We are paid on a negotiated per foot drilled rate on completion of the well.
Under turnkey contracts we contract to drill the well for a lump sum amount to a
specified depth and provide most of the equipment and services required. We bear
the risk of drilling the well to the contract depth and are paid when the
contract provisions are completed.

Under turnkey contracts we may incur losses if we underestimate the
costs to drill the well or if unforeseen events occur. To date, we have not
experienced significant losses in performing turnkey contracts. In 2003, we
drilled six turnkey wells and turnkey revenue represented 1% of our contract
drilling revenues as compared to 15 turnkey wells and turnkey revenue
representing 4% for 2002. We did not have any turnkey contracts in progress at
December 31, 2003. Because market conditions as well as the desires of our
customers determine the use of turnkey contracts, we can't predict whether the
portion of drilling conducted on a turnkey basis will increase or decrease in
the future.

Customers. During 2003, 10 customers accounted for approximately 53% of our
total contract drilling revenues. Chesapeake Operating, Inc. was our largest
customer providing 15% of our total contract drilling revenues. Our contract
drilling operations drilled 43 wells in 2003 which were operated by our
exploration and production segment. These wells also have working interests
which are owned by limited partnerships for which we acted as general partner.
As required by the Securities and Exchange Commission, the profit received by
our contract drilling segment of $841,000 and $1,883,000 during 2002 and 2003,
respectively, was used to reduce the carrying value of our oil and natural gas
properties rather than being included in our profits in current operations.
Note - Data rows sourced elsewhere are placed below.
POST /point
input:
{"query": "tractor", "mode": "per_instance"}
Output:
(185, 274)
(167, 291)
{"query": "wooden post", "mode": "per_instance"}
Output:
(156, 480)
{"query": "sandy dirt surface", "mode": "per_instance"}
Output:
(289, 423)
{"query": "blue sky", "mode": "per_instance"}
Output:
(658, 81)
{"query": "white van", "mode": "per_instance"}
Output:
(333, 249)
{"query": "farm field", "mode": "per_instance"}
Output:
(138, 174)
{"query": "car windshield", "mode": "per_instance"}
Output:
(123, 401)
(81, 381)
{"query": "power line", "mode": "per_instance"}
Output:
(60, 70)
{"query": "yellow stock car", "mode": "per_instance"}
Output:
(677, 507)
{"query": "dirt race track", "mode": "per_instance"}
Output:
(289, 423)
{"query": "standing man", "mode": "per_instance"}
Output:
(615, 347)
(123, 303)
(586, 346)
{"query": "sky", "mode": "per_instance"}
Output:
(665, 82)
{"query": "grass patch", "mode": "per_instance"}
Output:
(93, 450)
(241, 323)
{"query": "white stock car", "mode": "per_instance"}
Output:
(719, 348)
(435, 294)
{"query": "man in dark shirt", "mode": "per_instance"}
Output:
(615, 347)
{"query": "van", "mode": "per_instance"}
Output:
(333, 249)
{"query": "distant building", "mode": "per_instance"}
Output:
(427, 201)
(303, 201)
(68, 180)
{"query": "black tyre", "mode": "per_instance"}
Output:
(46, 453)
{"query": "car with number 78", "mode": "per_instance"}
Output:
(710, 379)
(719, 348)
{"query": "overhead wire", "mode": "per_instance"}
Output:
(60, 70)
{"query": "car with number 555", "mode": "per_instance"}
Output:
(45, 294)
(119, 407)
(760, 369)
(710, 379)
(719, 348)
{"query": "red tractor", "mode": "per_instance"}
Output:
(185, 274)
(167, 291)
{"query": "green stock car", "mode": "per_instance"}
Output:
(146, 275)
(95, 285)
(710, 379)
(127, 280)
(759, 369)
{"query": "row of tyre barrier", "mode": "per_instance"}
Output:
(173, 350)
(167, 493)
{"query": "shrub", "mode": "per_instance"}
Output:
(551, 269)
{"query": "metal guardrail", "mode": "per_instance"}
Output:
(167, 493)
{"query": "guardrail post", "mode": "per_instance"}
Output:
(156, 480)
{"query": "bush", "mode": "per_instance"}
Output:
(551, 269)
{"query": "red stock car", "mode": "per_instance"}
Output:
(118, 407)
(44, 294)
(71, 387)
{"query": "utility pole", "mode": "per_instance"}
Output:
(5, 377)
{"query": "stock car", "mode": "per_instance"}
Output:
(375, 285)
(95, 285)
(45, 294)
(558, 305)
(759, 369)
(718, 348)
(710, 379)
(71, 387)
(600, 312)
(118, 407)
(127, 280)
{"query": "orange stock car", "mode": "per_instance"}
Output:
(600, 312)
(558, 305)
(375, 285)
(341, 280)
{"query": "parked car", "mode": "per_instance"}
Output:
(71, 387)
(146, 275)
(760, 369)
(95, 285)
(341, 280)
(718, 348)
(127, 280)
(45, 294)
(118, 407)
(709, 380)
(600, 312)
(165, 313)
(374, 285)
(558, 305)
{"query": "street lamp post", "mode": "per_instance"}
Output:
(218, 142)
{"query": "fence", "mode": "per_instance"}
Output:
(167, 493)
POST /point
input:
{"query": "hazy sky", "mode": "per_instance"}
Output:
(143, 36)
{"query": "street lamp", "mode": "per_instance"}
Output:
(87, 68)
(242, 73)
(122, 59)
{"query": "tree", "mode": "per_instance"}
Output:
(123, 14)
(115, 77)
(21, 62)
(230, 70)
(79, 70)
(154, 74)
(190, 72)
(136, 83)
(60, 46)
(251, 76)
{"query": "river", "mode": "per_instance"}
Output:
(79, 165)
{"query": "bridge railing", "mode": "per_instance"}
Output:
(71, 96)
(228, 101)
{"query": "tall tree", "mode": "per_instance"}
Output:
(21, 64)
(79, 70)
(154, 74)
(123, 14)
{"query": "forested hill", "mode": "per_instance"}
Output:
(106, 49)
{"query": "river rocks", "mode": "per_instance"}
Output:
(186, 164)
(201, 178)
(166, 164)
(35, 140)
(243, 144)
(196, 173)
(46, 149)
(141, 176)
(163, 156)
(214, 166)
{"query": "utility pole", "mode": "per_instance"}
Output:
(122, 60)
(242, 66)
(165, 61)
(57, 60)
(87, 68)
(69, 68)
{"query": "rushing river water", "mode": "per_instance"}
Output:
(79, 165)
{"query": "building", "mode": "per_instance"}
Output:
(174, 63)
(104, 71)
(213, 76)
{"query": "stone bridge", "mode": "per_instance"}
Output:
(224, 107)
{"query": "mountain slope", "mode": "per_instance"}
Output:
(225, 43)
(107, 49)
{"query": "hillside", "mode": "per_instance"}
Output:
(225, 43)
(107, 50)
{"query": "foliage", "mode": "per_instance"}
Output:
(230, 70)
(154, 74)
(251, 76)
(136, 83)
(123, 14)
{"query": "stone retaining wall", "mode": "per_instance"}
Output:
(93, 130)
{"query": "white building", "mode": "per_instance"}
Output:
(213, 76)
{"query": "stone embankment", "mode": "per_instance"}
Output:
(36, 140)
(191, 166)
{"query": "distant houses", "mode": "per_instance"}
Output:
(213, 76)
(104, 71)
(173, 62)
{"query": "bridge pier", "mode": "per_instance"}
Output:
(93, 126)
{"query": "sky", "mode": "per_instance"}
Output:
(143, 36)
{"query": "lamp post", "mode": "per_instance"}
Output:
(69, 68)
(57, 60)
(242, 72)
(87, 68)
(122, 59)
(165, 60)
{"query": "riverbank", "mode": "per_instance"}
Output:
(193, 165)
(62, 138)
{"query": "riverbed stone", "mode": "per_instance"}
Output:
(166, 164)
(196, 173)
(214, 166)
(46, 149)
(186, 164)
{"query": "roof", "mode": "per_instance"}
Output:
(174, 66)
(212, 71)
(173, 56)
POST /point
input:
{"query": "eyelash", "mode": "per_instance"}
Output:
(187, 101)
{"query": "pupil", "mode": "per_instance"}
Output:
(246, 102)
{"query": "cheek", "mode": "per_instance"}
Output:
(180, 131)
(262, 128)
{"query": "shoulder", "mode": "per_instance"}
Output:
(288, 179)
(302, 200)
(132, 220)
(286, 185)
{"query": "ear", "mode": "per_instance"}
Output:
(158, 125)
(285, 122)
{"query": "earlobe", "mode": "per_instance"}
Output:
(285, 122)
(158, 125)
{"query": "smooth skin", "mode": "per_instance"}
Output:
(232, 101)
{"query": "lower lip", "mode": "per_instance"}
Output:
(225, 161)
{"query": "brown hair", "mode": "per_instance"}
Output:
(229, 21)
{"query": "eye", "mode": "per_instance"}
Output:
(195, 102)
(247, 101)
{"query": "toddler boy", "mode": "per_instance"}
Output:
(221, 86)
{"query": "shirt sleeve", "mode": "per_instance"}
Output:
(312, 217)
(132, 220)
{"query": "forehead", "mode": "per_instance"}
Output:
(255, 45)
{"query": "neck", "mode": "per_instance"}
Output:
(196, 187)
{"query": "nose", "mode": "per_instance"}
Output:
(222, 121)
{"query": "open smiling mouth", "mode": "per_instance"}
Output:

Additional Information. Further information relating to contract drilling
operations can be found in Notes 1, 2 and 10 of Notes to Consolidated Financial
Statements set forth in Item 8 hereof.

5

OUR OIL AND NATURAL GAS BUSINESS

General. In 1979 we began to develop our exploration and production operations
to diversify our contract drilling revenues. Today, our wholly owned subsidiary
conducts our exploration and production activities. Our producing oil and
natural gas properties, undeveloped leaseholds and related assets are mainly in
Oklahoma, Texas, Louisiana and New Mexico and, to a lesser extent, in Arkansas,
North Dakota, Colorado, Wyoming, Montana, Alabama, Mississippi, Illinois,
Michigan, Nebraska and Canada.

The following table presents certain information regarding the company's
oil and gas operations as of December 31, 2003.

Average Daily
Production
-----------------------
Number of
Gross Number of
Property/Area Wells Net Wells Mcf Bbls
------------- ---------- ---------- ---------- ----------

Western Division
(includes the Rocky
Mountain Region,
New Mexico, Western
and Southern Texas
and the Gulf Coast
Region) 981 254.44 13,600 880

East Division
(consists principally
of the Appalachian
Region, Arkansas,
parts of East Texas
and Eastern Oklahoma 553 146.04 17,100 40

Central Division
(consist principally
of Kansas, the rest
of Oklahoma and
Texas Panhandle
Areas) 1,794 427.91 25,800 480

Canada 65 1.63 100 --
---------- ---------- ---------- ----------
Total 3,393 830.02 56,600 1,400
========== ========== ========== ==========

When we are the operator of a property, we generally employ our own
drilling rigs.


6

Acquisition. On January 30, 2004, we acquired the outstanding common stock
of PetroCorp Incorporated for $182.1 million in cash. PetroCorp Incorporated
explored and developed oil and natural gas properties primarily in Texas and
Oklahoma. Approximately 84% of the oil and natural gas properties acquired in
the acquisition are located in the Mid-Continent and Permian basins, while 6%
are located in the Rocky Mountains and 10% are located in the Gulf Coast basin.
The acquired properties increase our reserve base by approximately 56.7 billion
equivalent cubic feet of natural gas and provide additional locations for
development drilling in the future. With the acquisition of PetroCorp
Incorporated we also entered into a new $150 million credit facility to replace
our existing loan agreement as more fully discussed in Note 4 to the
Consolidated Financial Statements in Item 8 hereof.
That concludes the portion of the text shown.